Django Version Collaboration System for Courselets

Basic goals

  • Git-like VCS for text+metadata rather than code
  • Application model is community-remix-forest rather than code-pyramid.
  • stored in standard database (rather than files)
  • Integrates VCS capabilities into standard online platform (Django)
  • KISS: sweetspot of core VCS benefits without Git’s complexity, for non-Git-users
  • Designed for courselets active-learning materials, which consists of one datatype (Lesson) and two levels of container (Unit and Course), all three under VC.

VCS layers

  • Lesson
    • Lesson is a commit
    • UnitLesson is a branch (HEAD pointer)
  • Unit: a repository of UnitLessons
    • Unit is a commit
    • CourseUnit is branch
  • Course: a repository of CourseUnits
    • Course is a commit
    • CourseBranch is a branch

Some simplifying assumptions:

  • In general, we store VCS tree structure directly on commit objects (with parent and mergeParent pointers).
  • In general, commits are “snapshots” of content (i.e. exact same form as the “working tree”), with no special attempt to compress or diff its storage.

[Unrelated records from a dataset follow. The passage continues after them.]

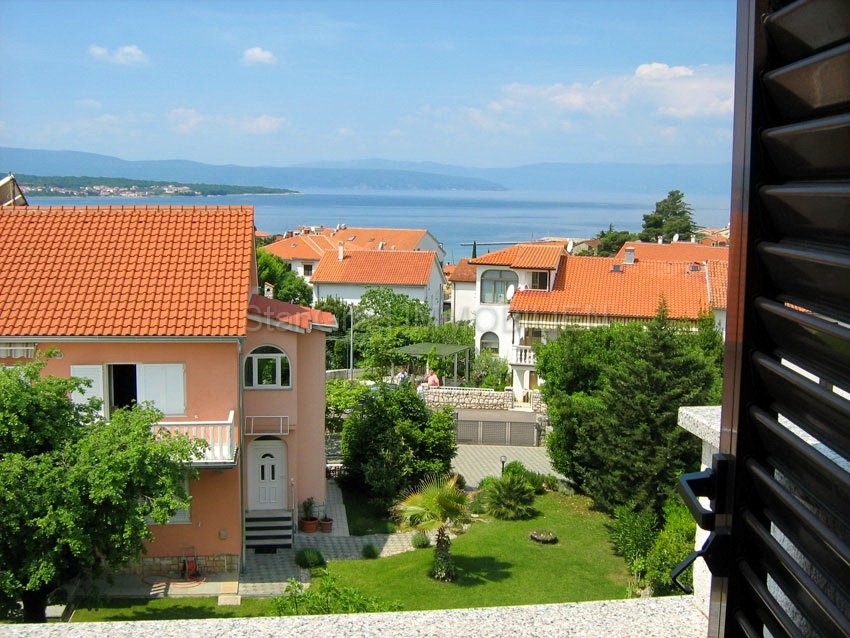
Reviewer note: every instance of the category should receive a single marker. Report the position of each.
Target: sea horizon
(491, 219)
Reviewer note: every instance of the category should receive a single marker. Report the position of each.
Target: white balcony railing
(267, 425)
(524, 356)
(218, 435)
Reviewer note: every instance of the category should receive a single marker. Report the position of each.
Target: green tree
(614, 410)
(435, 504)
(392, 441)
(76, 491)
(611, 240)
(288, 286)
(672, 216)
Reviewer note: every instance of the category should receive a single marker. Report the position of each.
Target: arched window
(494, 285)
(267, 367)
(489, 341)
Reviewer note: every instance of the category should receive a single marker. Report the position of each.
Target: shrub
(633, 535)
(509, 498)
(310, 557)
(420, 540)
(328, 598)
(370, 550)
(673, 544)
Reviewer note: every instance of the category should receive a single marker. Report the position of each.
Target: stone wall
(173, 565)
(469, 398)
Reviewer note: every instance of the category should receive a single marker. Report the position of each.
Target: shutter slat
(814, 210)
(814, 86)
(820, 346)
(809, 272)
(811, 149)
(811, 471)
(804, 28)
(810, 535)
(815, 409)
(810, 600)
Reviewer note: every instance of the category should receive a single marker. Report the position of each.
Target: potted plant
(308, 521)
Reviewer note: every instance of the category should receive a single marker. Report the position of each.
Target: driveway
(475, 462)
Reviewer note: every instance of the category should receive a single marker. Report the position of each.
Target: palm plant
(435, 505)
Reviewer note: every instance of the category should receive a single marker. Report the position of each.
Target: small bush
(370, 550)
(420, 540)
(327, 598)
(510, 498)
(310, 557)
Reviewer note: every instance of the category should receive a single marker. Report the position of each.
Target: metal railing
(218, 435)
(267, 425)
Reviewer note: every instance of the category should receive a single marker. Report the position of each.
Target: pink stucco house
(160, 304)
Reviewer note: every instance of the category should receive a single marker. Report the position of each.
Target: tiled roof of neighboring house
(678, 251)
(294, 315)
(529, 256)
(313, 242)
(125, 271)
(463, 272)
(588, 286)
(376, 267)
(718, 276)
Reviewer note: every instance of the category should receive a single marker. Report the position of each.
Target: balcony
(221, 446)
(523, 356)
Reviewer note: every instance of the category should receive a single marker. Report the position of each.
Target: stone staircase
(269, 529)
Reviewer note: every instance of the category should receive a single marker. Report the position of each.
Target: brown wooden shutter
(784, 515)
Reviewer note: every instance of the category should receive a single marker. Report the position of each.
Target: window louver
(786, 414)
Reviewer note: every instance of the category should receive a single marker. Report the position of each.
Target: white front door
(267, 474)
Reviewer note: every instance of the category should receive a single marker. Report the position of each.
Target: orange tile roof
(463, 272)
(125, 270)
(292, 314)
(377, 267)
(678, 251)
(529, 256)
(590, 286)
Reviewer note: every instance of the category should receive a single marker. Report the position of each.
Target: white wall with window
(267, 368)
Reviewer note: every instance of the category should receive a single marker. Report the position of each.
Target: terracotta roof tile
(376, 267)
(529, 256)
(604, 286)
(299, 316)
(125, 271)
(463, 272)
(678, 251)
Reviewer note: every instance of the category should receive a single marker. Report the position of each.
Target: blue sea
(455, 218)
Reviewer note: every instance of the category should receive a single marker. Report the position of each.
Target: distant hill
(74, 163)
(376, 174)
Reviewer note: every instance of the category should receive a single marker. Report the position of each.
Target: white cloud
(257, 55)
(263, 125)
(660, 71)
(127, 55)
(185, 121)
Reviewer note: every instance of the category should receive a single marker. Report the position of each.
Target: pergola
(441, 350)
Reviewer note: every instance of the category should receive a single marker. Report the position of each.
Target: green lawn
(172, 609)
(499, 565)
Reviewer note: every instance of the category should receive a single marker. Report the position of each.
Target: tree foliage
(613, 395)
(76, 491)
(391, 441)
(288, 286)
(672, 216)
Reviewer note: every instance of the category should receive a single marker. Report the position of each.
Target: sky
(476, 83)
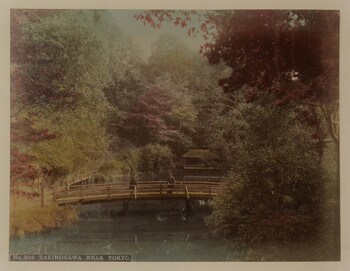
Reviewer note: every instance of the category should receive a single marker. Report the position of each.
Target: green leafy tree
(275, 185)
(155, 161)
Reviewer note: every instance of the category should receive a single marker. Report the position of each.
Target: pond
(152, 231)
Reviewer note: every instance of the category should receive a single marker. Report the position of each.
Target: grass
(28, 217)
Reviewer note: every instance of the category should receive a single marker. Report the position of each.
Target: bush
(274, 188)
(155, 161)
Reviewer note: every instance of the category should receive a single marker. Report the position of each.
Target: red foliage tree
(293, 55)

Our content is typically a short text (<8k?), so this seems like a reasonable simplification in the era of cheap big storage.
  • it follows that branch (HEAD) can point to content that is not yet permanently committed, i.e. owner can go on modifying that content until they decide it’s ready to commit (or another event, e.g. fork, forces a commit).

Collaboration Philosophy

  • Instructors are not expected to understand the Git version control model, especially complex concepts like branches and rebasing.
  • instead, Unit provides intuitive freedom to modify a lesson however you want for this Unit, without affecting any other units.
  • anyone can fork anything (creating new branch within that repository), but only the “master” branch owned by the instructor is shown to users as the “official version” of that repository.
  • user can fork to create a new branch at several different levels
    • fork a Lesson either within same Unit or a different Unit.
    • fork a Unit either within same Course or a different Course. Forking a Unit in turn forks all the Lessons within that Unit.
    • fork a Course either as new public course or private branch. Forking a Course in turns forks all the Units within that Course.
  • in general, searches will operate only on “master” content (e.g. Lessons pointed to by UnitLessons with isMaster=True).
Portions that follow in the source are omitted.